The studies [37, 38, 61] provided a survey of cutting-edge deep-learning-based respiratory nodule analysis and screening algorithms, with an emphasis on their presentation and medical applications. The study [61] compared the network performance, limitations, and potential trends of lung nodule investigation. The review [37] evaluated why molecular and cellular processes are of relevance. DLCNN has been used in different diagnostic procedures such as lung sound analysis, forced oscillation test, telemedicine, and breath analysis, with encouraging outcomes in small-scale investigations, according to [38].

In the same context, the papers [26, 48, 85, 91, 95, 136, 163] reviewed cancer diagnosis of the lung using medical picture analysis.
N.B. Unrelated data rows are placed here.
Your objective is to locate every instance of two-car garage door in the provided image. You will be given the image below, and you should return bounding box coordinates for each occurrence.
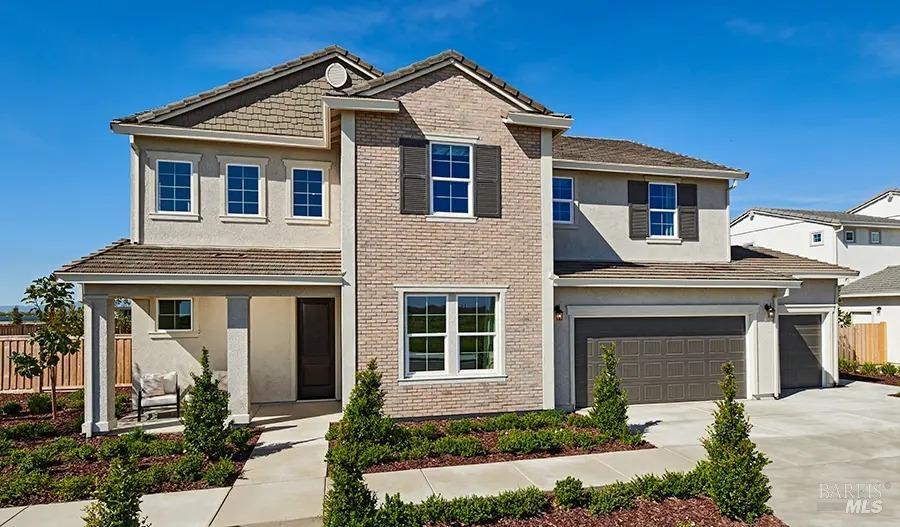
[575,317,746,407]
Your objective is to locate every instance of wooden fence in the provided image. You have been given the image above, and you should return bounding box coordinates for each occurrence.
[0,335,131,392]
[838,322,887,364]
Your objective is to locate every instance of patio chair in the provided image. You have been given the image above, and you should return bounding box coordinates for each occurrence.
[137,371,181,422]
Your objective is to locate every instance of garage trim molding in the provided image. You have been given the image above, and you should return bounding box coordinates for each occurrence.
[566,304,760,404]
[775,304,840,397]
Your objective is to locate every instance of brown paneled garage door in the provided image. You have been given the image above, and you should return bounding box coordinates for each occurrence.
[575,317,746,407]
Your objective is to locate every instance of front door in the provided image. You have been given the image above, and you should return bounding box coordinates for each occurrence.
[297,298,335,399]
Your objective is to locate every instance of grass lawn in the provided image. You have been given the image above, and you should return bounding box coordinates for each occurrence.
[0,390,259,507]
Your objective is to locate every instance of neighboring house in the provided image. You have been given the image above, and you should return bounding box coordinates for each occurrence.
[57,47,855,433]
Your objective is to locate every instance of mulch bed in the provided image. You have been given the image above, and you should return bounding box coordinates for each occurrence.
[474,498,787,527]
[841,371,900,386]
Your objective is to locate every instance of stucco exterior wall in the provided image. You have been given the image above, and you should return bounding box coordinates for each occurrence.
[135,137,341,249]
[554,170,730,262]
[356,66,542,417]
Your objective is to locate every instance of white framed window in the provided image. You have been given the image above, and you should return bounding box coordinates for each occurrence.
[156,298,194,331]
[428,142,474,216]
[399,288,505,380]
[284,160,331,224]
[553,176,575,224]
[648,183,678,238]
[809,231,825,245]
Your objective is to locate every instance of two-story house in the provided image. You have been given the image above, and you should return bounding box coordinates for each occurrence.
[57,47,855,433]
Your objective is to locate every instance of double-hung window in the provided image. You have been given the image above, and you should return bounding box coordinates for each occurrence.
[156,160,193,213]
[649,183,678,238]
[156,299,193,331]
[553,177,575,223]
[430,143,473,216]
[401,292,502,378]
[226,164,260,216]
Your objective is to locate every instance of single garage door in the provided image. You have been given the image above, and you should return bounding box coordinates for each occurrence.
[778,315,822,388]
[575,317,746,407]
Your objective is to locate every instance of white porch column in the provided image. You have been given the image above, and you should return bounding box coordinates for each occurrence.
[81,295,116,437]
[226,296,250,424]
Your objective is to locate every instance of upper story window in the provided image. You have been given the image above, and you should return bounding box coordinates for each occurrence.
[553,177,575,223]
[226,165,260,216]
[156,160,193,212]
[291,168,325,218]
[156,299,193,331]
[430,143,473,216]
[649,183,678,237]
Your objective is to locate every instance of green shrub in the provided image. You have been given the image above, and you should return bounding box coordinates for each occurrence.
[53,476,97,501]
[169,453,204,483]
[0,401,22,417]
[432,436,487,457]
[84,458,149,527]
[588,344,628,438]
[322,464,376,527]
[203,458,237,487]
[859,362,880,375]
[553,476,587,509]
[181,347,229,459]
[25,393,53,415]
[497,430,562,454]
[701,362,771,524]
[588,481,635,516]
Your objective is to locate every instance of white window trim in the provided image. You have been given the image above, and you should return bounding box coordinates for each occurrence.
[150,296,200,338]
[809,231,825,247]
[551,176,576,225]
[395,285,507,384]
[216,156,269,223]
[647,181,680,240]
[284,159,331,225]
[145,150,203,221]
[428,141,475,218]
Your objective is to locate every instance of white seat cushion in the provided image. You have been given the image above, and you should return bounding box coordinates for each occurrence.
[141,373,166,397]
[163,371,178,394]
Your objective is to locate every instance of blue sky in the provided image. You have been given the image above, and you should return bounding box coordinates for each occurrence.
[0,0,900,305]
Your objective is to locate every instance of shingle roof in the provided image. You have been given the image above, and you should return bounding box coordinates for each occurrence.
[346,49,553,115]
[841,265,900,296]
[114,46,382,123]
[747,207,900,227]
[555,246,858,280]
[56,239,341,276]
[553,135,746,174]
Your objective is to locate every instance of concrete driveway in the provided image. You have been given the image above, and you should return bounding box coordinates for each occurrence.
[629,382,900,527]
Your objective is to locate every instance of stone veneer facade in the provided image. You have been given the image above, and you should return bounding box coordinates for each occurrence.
[356,66,542,417]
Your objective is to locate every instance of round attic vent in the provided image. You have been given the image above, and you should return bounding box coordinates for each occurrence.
[325,62,348,88]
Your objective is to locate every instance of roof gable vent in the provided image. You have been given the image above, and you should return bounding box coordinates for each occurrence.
[325,62,349,88]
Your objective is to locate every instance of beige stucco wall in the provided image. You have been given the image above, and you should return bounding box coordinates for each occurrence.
[554,170,730,262]
[135,137,341,249]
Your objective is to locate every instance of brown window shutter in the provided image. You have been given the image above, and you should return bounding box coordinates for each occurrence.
[628,181,650,240]
[400,138,429,214]
[474,145,501,218]
[678,183,700,242]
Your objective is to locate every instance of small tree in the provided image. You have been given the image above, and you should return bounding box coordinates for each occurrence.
[588,344,629,439]
[181,347,228,459]
[10,275,84,418]
[701,362,771,524]
[82,457,150,527]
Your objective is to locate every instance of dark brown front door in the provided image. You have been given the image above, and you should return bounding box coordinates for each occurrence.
[297,298,335,399]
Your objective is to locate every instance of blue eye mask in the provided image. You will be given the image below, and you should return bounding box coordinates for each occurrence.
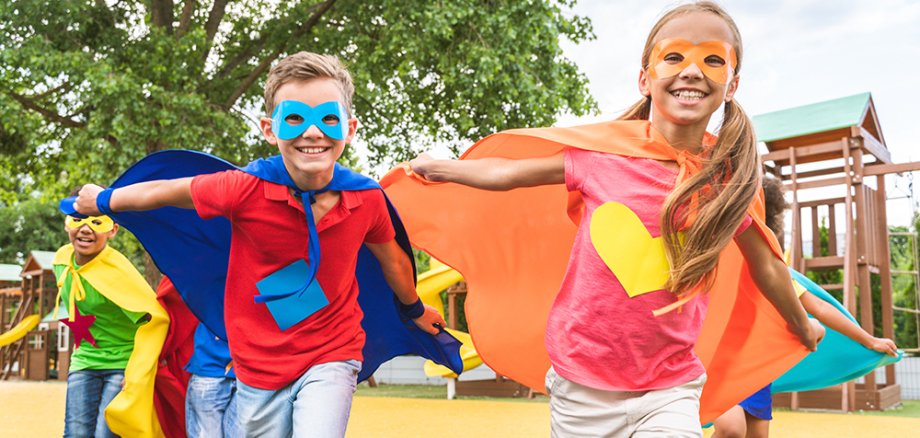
[272,100,348,140]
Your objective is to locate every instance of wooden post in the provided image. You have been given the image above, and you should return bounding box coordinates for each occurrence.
[840,137,858,411]
[852,148,878,400]
[875,175,896,386]
[788,147,805,272]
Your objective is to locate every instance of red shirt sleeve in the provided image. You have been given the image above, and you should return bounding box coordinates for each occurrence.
[191,170,250,219]
[364,190,396,243]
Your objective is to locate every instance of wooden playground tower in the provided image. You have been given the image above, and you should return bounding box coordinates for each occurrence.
[0,251,70,380]
[754,93,920,411]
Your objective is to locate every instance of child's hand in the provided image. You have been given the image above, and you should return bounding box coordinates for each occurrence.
[412,304,447,335]
[799,318,826,351]
[409,154,434,179]
[866,338,898,356]
[74,184,102,216]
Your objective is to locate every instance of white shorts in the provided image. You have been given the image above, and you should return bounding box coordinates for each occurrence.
[546,368,706,438]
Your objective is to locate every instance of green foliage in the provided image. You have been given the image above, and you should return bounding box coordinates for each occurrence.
[0,195,144,273]
[890,218,920,348]
[0,199,67,265]
[0,0,595,203]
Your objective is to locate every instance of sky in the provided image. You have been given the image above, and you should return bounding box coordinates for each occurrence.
[557,0,920,225]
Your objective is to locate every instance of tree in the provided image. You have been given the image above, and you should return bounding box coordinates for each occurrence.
[0,0,595,197]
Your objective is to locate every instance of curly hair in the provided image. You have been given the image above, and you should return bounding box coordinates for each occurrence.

Lung cancer is the foremost source of mortality globally, with “1.76 million related deaths recorded in 2018,” according to [26]. In addition, “Lung highest incidence rate of cancer death in both men and women, accounting for over a quarter of all cancer fatalities globally.” [48].
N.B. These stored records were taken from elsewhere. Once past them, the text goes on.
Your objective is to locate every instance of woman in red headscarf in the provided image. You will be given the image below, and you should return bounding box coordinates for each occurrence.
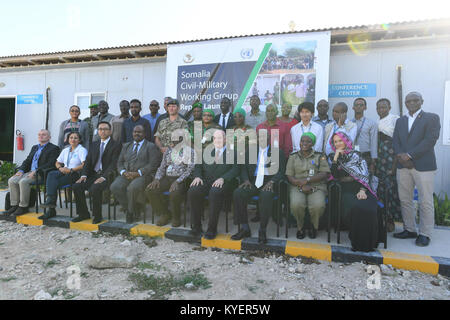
[329,132,380,252]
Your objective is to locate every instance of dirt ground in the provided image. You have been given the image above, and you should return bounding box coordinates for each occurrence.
[0,221,450,300]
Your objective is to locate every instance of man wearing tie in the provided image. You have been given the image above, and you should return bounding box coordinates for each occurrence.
[392,92,441,247]
[188,129,239,240]
[231,129,286,244]
[3,129,59,216]
[111,125,162,223]
[214,97,234,130]
[72,121,122,224]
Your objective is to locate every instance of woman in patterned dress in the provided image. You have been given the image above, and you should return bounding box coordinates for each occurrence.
[376,98,402,232]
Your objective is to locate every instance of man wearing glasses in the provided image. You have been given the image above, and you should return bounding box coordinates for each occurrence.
[72,121,122,224]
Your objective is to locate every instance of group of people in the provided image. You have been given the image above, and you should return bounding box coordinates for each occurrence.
[261,53,314,72]
[5,92,440,251]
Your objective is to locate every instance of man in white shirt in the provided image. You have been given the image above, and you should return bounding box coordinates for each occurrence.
[317,102,357,156]
[291,102,323,152]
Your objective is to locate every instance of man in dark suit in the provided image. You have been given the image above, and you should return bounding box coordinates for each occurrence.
[214,97,234,130]
[188,129,239,240]
[231,129,286,244]
[4,129,60,216]
[393,92,441,247]
[111,125,162,223]
[72,121,122,224]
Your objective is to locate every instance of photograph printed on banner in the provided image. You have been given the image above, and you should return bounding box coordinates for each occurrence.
[244,41,317,115]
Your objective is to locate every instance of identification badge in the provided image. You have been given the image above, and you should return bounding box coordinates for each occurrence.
[273,140,278,148]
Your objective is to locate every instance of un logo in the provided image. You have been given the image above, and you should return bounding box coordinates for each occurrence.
[241,49,253,59]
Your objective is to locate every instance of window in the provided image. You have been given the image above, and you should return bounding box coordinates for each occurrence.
[74,92,106,120]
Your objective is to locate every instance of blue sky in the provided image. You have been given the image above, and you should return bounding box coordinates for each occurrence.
[0,0,450,56]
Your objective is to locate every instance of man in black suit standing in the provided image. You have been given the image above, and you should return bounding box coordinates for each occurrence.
[72,121,122,224]
[393,92,441,247]
[214,97,234,130]
[4,129,60,216]
[188,129,239,240]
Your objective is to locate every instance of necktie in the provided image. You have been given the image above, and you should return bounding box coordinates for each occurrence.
[94,142,105,172]
[255,151,264,188]
[129,142,138,171]
[215,149,220,164]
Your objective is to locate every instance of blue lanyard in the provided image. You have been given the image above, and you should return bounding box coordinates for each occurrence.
[300,122,311,135]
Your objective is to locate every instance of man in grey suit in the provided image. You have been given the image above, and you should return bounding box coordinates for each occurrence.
[111,125,162,223]
[392,92,441,247]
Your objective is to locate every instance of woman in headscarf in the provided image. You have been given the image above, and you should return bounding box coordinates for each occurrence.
[329,132,379,252]
[286,132,330,239]
[58,105,89,150]
[376,98,402,232]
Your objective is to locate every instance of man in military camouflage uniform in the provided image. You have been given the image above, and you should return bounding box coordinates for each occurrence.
[84,104,98,143]
[155,99,188,154]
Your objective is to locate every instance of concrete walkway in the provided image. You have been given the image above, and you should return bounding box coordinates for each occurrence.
[0,190,450,276]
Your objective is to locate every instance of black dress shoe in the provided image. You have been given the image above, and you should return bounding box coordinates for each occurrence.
[297,229,305,239]
[92,217,103,224]
[14,207,30,217]
[394,230,417,239]
[72,216,90,222]
[416,234,430,247]
[231,229,252,240]
[308,228,317,239]
[2,206,19,216]
[205,231,217,240]
[189,229,203,237]
[258,230,267,244]
[38,209,56,220]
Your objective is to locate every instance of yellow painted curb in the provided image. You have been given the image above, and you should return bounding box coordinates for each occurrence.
[69,218,108,231]
[130,224,170,238]
[379,250,439,274]
[202,234,242,250]
[16,213,44,226]
[285,240,331,261]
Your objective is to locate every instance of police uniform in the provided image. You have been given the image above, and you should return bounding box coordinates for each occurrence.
[286,150,330,230]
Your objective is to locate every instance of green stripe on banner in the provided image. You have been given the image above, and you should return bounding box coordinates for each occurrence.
[235,43,272,109]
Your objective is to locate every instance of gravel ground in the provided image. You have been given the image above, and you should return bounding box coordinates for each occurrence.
[0,221,450,300]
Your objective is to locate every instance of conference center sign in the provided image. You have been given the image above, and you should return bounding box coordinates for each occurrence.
[166,32,330,113]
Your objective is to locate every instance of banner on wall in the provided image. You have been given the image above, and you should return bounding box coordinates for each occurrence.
[166,32,330,114]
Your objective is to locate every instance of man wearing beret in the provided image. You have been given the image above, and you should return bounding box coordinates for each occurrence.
[155,99,188,154]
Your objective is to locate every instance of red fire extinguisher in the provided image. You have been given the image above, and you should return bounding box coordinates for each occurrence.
[16,130,25,151]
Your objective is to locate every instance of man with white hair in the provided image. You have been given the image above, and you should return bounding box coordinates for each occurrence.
[3,129,60,216]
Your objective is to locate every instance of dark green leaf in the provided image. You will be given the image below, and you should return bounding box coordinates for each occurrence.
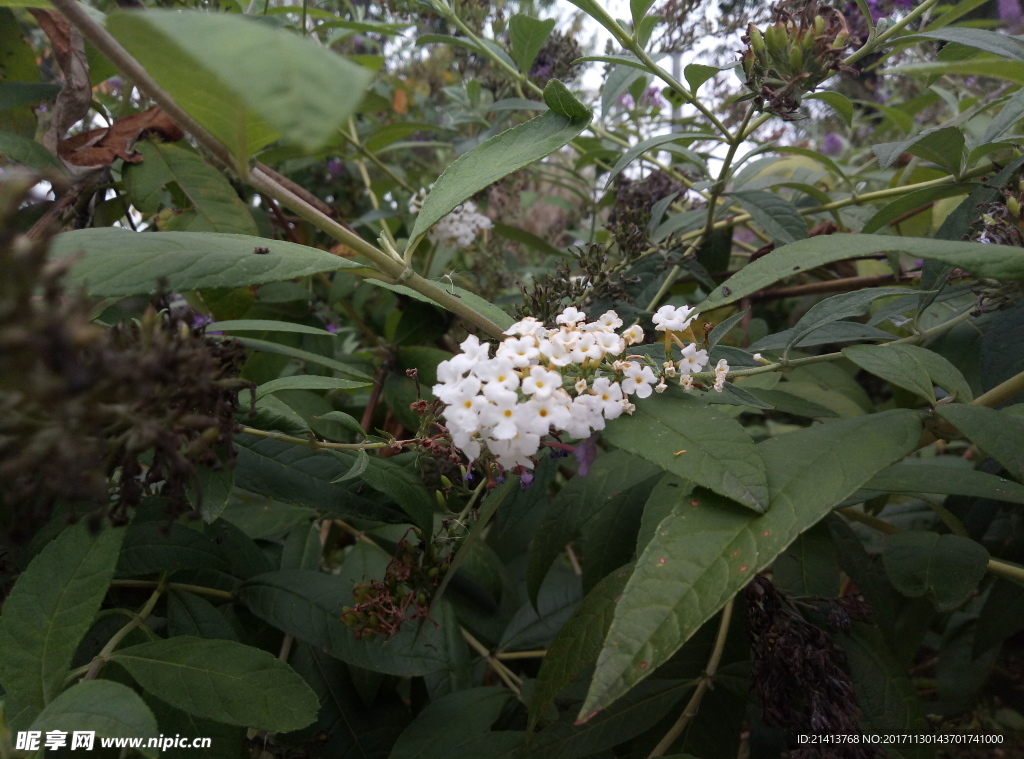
[410,79,591,245]
[603,393,768,511]
[683,64,723,95]
[0,521,125,729]
[234,435,409,532]
[256,374,373,399]
[32,680,160,757]
[861,182,978,235]
[871,127,965,174]
[698,235,1024,311]
[529,567,632,729]
[864,457,1024,504]
[124,140,257,236]
[117,521,227,577]
[111,636,319,732]
[388,686,512,759]
[580,411,921,719]
[106,10,373,161]
[804,92,853,126]
[882,531,988,612]
[240,570,445,677]
[903,27,1024,60]
[935,404,1024,481]
[0,131,66,173]
[509,13,555,74]
[729,189,807,245]
[843,344,971,403]
[167,590,238,640]
[785,287,912,350]
[50,227,358,296]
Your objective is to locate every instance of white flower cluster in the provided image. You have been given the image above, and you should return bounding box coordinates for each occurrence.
[433,306,728,469]
[409,196,494,248]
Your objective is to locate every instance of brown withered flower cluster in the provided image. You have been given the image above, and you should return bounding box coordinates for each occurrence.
[341,529,454,640]
[0,177,252,543]
[744,576,881,759]
[739,1,854,121]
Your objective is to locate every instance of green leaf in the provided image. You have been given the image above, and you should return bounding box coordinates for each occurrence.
[31,680,160,758]
[106,10,373,161]
[630,0,655,25]
[863,457,1024,504]
[224,335,373,382]
[111,635,319,732]
[0,81,60,111]
[603,393,768,511]
[871,127,966,174]
[683,64,724,95]
[529,566,632,730]
[332,451,435,534]
[388,685,512,759]
[0,521,125,729]
[256,374,373,400]
[124,140,257,236]
[167,589,238,640]
[50,227,359,297]
[882,531,988,612]
[0,131,67,173]
[729,189,807,244]
[239,569,447,677]
[605,132,705,186]
[861,182,979,235]
[838,623,933,759]
[935,404,1024,481]
[804,92,853,126]
[580,410,921,719]
[785,287,914,350]
[206,319,334,337]
[698,235,1024,311]
[981,89,1024,144]
[410,79,592,251]
[234,434,409,532]
[117,520,227,577]
[902,27,1024,60]
[843,344,971,403]
[509,13,555,74]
There are many published journal papers that review and proposed original methods to assess lung disease using deep learning CNN as an artificial intelligence technique. For highlighting the importance of these publications, this review briefly provides a table that lists the analyzed sample, the CNN algorithm type, tested data (sound or image samples), and their significant findings as seen in Table 4.
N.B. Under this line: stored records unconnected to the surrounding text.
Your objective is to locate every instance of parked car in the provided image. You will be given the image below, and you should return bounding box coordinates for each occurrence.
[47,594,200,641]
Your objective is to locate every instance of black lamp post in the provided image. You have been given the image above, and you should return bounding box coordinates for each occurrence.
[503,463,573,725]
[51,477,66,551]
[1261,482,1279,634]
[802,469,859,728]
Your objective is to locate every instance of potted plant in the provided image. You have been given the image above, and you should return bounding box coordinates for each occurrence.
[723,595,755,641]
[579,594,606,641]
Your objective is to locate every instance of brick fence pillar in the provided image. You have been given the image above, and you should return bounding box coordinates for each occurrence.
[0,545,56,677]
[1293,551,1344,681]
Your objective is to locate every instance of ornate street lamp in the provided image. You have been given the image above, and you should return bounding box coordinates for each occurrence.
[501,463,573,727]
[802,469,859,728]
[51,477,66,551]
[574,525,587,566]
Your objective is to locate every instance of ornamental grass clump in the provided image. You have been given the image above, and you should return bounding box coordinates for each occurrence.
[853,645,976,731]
Table 4 List of the analyzed sample, the CNN algorithm type, tested data (sound or image samples), and their significant findings for the publications that have been surveyed

The table shows a classification of some published articles and their achievements. The studies [1, 25, 74, 87] created a problem-based architecture that saves image data for identifying integration in a Chest Pediatric X-ray database. They designed a three-step pre-processing strategy to improve model generalization. An occlusion test is used to display model outputs and identify the observed relevant area in order to check the reliability of numerical findings. To test the universality of the proposed model, a different dataset is employed as additional validation. In real-world practice, the provided models can be used as computer-aided diagnosis tools. They thoroughly analyzed the datasets and prior studies based on them, concluding that the results could be misleading if certain precautions are not followed.

Conclusions

This work provided a review of lung disease recognition with acoustic signal analysis with deep learning networks. Compared to related review studies on lung disease classification/detection using deep learning algorithms, only two review studies based on signal analysis for lung disease diagnosis have been conducted in 2011 and 2018. Deep Learning Convolutional Neural Networks (DLCNN) are being used to diagnose obstructive lung illnesses, which is a fascinating development. DLCNN algorithms function by identifying patterns in diagnostic test data that can be applied to forecast and identify obstructive phenotypes or clinical outcomes. DLCNN will require consensus examination, data analysis, and interpretation techniques as it matures as medical technology. To enable big clinical trials and, ultimately, minimize ordinary clinical use, such tools are required to compare, understand, and reproduce study findings from and among diverse research organizations. It is necessary to make recommendations on how DLCNN data might be used to generate diagnoses and influence clinical decision-making and therapeutic planning. This review looks at how deep learning can be used in medical diagnosis. A thorough assessment of several scientific publications in the field of deep neural network applications in medicine was conducted. More than 200 research publications were discovered, with 77 of them being presented in greater detail as a result of various selection techniques. Overall, the use of a DLCNN in the detection of obstructive lung disorders has yielded promising results. Large-scale investigations, on the other hand, are still needed to validate present findings and increase their acceptance by the medical community. We anticipate that physicians and researchers working with DLCNN, as well as industrial producers of this technology, will find this material beneficial.